Speaker:  Sherry Li, Lawrence Berkeley National Lab

URL for Speaker:  http://crd-legacy.lbl.gov/~xiaoye/

Location:  ESB 4133

Intended Audience:  Public

Nested dissection ordering and its graph partitioning generalization give rise to an ordered sequence of separators of (roughly) geometrically decreasing size. The fill-ins in the LU factors are confined in the parts of the matrix associated with the separators. In particular, the diagonal blocks associated with the separators are fully dense in the factors and they contribute to the dominant terms in the costs of the storage for the factors and the flops for computing the factors. Employing the data-sparse representations or compressions, such as low-rank approximation, for these separator blocks can drastically lower the overall factorization costs both in memory and flops. The low rankness can appear in many matrices from discretized PDEs.

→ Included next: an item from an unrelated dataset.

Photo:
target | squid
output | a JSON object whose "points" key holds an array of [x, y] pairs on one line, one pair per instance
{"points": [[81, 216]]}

Recently, we have been investigating fast and stable algorithms for one type of data-sparse representation called hierarchically semi-separable (HSS) structure, and using them in the sparse LU factorization. In this talk, we will show that both in theory and in practice, the HSS-embedded sparse LU factorization has much lower complexity than the traditional factorization algorithm. The complexity of this class of algorithms is closely related to the numerical ranks of the separator blocks which vary with the PDEs. For elliptic problems, we can achieve large amount of compression and the resulting factorization can be used as a nearly optimal-order direct solver.  For wider classes of problems, the approximate factorization can be used as a preconditioner. We will show performance results from direct solvers as well as preconditioners for a wide range of problems. We will also illustrate the potential of such solvers/preconditioners being used for the extreme-scale computers and problem size.

This is joint work with A. Napov, F.-H. Rouet, S. Wang, and J. Xia.